You look at Buddhist monastics, and I mean, they’re certainly not living a very eventful life. There’s, there’s definitely some things that get set aside, but it’s also not a life of hardship either.
But eventually, at the age of 80, he is given some bad food and he gets very sick and dies in Kunsara.
And there’s quotes from the suttas. There’s what’s called the Parinibbana Sutta that goes through his last month or two. He says, now I’m frail, Ananda, who’s his attendant cousin, old age, far gone in years. This is my 80th year and my life is spent. Even as an old cart, Ananda is held together with much difficulty.

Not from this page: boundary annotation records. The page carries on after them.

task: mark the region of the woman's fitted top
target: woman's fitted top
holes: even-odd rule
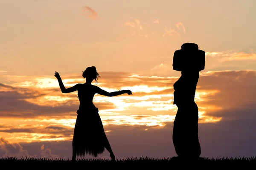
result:
[[[78,90],[78,96],[80,102],[79,109],[77,113],[91,112],[97,110],[93,102],[94,95],[96,93],[97,87],[92,85],[81,84]]]

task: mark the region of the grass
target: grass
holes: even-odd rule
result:
[[[22,158],[18,159],[15,157],[9,157],[0,159],[0,165],[6,166],[7,167],[16,167],[21,168],[22,167],[27,167],[28,166],[36,165],[37,168],[46,166],[49,168],[52,167],[51,166],[57,166],[58,168],[66,167],[68,166],[77,165],[79,167],[83,166],[85,168],[87,167],[113,167],[113,166],[119,167],[137,167],[142,166],[144,168],[148,167],[152,167],[153,166],[157,166],[158,167],[166,167],[174,166],[179,164],[179,166],[186,166],[192,164],[196,165],[203,165],[205,164],[210,164],[212,165],[219,165],[224,163],[228,164],[230,165],[237,164],[251,164],[256,163],[256,157],[235,157],[228,158],[222,157],[216,159],[204,158],[200,160],[194,160],[189,159],[187,160],[177,160],[175,157],[170,158],[164,158],[160,159],[154,158],[149,158],[147,156],[141,157],[139,158],[128,158],[127,159],[117,159],[116,162],[113,162],[110,159],[78,159],[77,162],[72,162],[69,159],[51,159],[49,158]]]

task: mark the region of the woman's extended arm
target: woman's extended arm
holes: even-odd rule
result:
[[[61,78],[61,76],[57,72],[55,72],[54,76],[55,76],[58,79],[59,85],[60,85],[60,88],[61,88],[61,92],[62,92],[62,93],[71,93],[78,90],[78,84],[75,85],[73,87],[71,87],[71,88],[66,88],[64,86],[64,85],[63,84],[63,82],[62,82],[62,80]]]
[[[96,87],[96,93],[97,93],[99,94],[100,94],[101,95],[108,96],[109,97],[112,97],[113,96],[118,96],[121,94],[124,94],[125,93],[127,93],[129,95],[132,94],[131,91],[129,90],[122,90],[109,93],[108,91],[105,91],[105,90],[102,89],[99,87]]]

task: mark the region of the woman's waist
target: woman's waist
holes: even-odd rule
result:
[[[95,106],[94,107],[80,107],[76,111],[76,113],[84,113],[90,112],[99,112],[99,109]]]

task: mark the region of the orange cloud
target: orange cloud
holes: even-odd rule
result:
[[[83,15],[85,15],[92,20],[96,20],[98,19],[98,14],[94,9],[88,6],[83,6],[82,9]]]
[[[220,62],[256,60],[256,53],[253,51],[251,53],[235,52],[232,51],[223,52],[207,52],[205,53],[205,55],[207,56],[217,58]]]
[[[159,21],[158,20],[154,19],[154,23],[156,24],[159,24],[160,23],[159,23]]]
[[[182,23],[176,23],[176,26],[178,29],[180,29],[180,27],[182,27],[183,29],[183,32],[186,33],[186,29],[185,28],[185,26],[184,26],[184,25]]]
[[[172,36],[174,35],[180,35],[180,34],[176,31],[175,29],[172,29],[166,26],[164,27],[164,33],[163,34],[163,37],[164,37],[166,35],[170,36]]]
[[[140,31],[143,30],[142,26],[140,24],[140,21],[137,19],[134,19],[134,22],[126,21],[124,24],[124,26],[131,29],[136,29],[135,31],[133,31],[133,35],[137,34],[140,37],[144,37],[148,38],[148,34],[142,34]]]

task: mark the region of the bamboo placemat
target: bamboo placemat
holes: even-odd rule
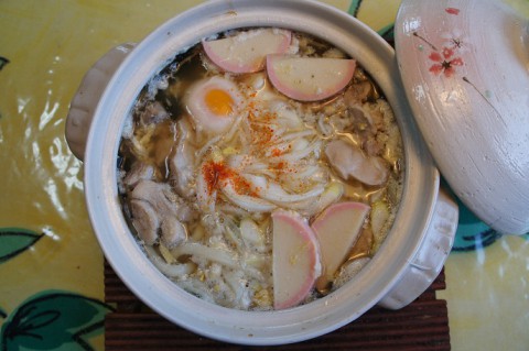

So the body of the Tathagata is kept going only with supports. It is Ananda only when the Tathagata, disregarding external objects, with the cessation of certain feelings, attains to and abides in the signless concentration of mind, that his body is more comfortable.
So in the sutta, there’s monks surrounding him crying. They realize that their teacher’s dying. And he asked them, you know, why are you surprised? What have I been talking to you about for 45 years? What did you expect that’s going to happen?
Stop crying here and go be diligent in your practice.
Enough, Ananda. Do not grieve. Do not lament. For have I not taught from the very beginning That with all that is dear and beloved there must be change, separation, and severance? Of that which is born, come into being, compounded, and subject to decay, how can one say, ‘May it not come to dissolution’?
There can be no such state of things.
His last words are said to be, Behold now, bhikkhus, I exhort you, All compounded things are subject to vanish. Strive with earnestness.
And so, so these are— this is again a very broad arc. There’s many interesting things that go on in the life of the Buddha beyond this, but the— these three kind of touch points his birth and the resulting loss after that, his wandering from teachers and learning, and eventually, eventual enlightenment. And then the clarity that he brings in some of his last moments as he’s dying. It’s very, you know, an interesting, an interesting arc that’s traced and again is celebrated in this Vesak celebration that happens in the full moon of May each year., so I’ll say thank you everybody for your kind attention.